Il a régné une grande confusion autour du concept d'organisation, surtout ces derniers temps. Sans vouloir affronter le problème dans toute sa portée, ce qui importe ici c'est de distinguer entre l'organisation comme fait et l'organisation comme structure spécifique, mais également entre l'organisation « insurrectionnelle » et l'organisation « insurrectionnaliste ».

Quand, tout en soutenant la nécessité de l'insurrection, on critique l'« organisation armée spécifique », on ne critique pas l'organisation de l'action armée dans le cours du conflit insurrectionnel, ni l'utilisation des armes en dehors des périodes insurrectionnelles. Ce qui est critiqué, c'est l'existence d'une structure spécifique qui, hors des exigences temporaires d'une lutte, se revendique en tant que structure.

On nous répondra que l'organisation est une nécessité permanente de la pratique subversive. Exact. Mais pourquoi s'embarrasser d'un sigle, ce qui revient à formaliser un fait? Pourquoi transformer une occasion de discussions et d'échange pratique - ce que peut être une organisation informelle insurrectionnaliste - en une structure délibérante ?

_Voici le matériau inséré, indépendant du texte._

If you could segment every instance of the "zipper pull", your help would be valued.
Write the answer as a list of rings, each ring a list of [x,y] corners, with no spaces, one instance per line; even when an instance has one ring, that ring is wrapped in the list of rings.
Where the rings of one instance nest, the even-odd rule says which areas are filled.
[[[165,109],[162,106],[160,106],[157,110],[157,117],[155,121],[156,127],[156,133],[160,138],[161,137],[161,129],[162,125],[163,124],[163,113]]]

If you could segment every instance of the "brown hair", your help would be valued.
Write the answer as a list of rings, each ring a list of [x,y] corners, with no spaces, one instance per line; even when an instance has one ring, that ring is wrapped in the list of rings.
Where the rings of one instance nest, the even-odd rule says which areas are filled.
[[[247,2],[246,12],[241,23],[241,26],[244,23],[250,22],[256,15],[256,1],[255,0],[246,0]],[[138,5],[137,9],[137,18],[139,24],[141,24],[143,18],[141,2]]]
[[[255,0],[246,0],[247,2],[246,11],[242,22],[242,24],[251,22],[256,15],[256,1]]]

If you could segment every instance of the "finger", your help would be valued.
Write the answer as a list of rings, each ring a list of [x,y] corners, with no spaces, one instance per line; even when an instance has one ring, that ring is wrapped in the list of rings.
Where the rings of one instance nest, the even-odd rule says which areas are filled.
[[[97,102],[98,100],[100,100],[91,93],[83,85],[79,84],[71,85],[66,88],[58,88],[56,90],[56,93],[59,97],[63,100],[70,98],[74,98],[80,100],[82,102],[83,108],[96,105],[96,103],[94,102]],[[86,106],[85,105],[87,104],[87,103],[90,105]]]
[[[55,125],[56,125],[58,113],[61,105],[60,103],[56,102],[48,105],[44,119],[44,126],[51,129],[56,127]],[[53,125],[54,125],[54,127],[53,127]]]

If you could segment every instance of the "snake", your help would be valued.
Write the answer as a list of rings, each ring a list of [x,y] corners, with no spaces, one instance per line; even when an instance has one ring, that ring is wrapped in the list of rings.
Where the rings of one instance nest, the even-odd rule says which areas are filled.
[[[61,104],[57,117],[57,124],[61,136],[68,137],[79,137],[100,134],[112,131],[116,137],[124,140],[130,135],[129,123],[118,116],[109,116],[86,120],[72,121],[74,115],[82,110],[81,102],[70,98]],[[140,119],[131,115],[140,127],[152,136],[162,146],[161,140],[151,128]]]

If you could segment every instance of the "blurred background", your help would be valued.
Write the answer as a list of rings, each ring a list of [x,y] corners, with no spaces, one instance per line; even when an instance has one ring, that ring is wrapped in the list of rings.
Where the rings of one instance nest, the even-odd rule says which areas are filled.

Par « organisation insurrectionnelle », on peut comprendre soit la résolution pratique générale des problèmes posés par l'insurrection (conflit armé, approvisionnement, communication, etc.) ; soit les structures organisationnelles regroupant révolutionnaires et exploités, qui naissent au cours de la lutte « selon la situation » (p. 3). Mais dans les deux cas, il est question de quelque chose de lié à une tentative matérielle d'insurrection. A part ça, que faire d'une organisation armée spécifique ? Il vaut mieux, comme nous l'expliquent les carabiniers, le marécage de la révolte diffuse.

Cette « note informative » est un texte précieux qu'il faut diffuser le plus largement possible. Juges et carabiniers y verront le dévoilement scandaleux de leurs pratiques terroristes - et chercheront donc à en interdire la lecture. Les hommes et femmes de cœur et de courage y trouveront les éléments suffisants pour prétendre, comme nous, à la libération de tous les anarchistes séquestrés par ce menteur de Marini ; en outre, ils pourront y trouver - ce qui importe le plus - l'occasion de réfléchir sur la nature réelle des lois, de la Justice, du pouvoir. Les compagnons y trouveront des informations utiles pour aiguiser armes et désirs et continuer la lutte sans « la moindre esquisse de dialogue avec les Institutions » (p. 8).

1) Servire il popolo était un groupe maoïste italien de la fin des années 60.
2) Fedeli nei secoli est la devise des carabiniers pour souligner leur obéissance à l'Etat.

Traduction d'un texte paru dans Il ROS è nudo. Conte si fabbrica un 'inchiesta giudiziaria, NN [c.p. 52 - 11026 Pont St. Martin (AO)], octobre 1997, 40 pp.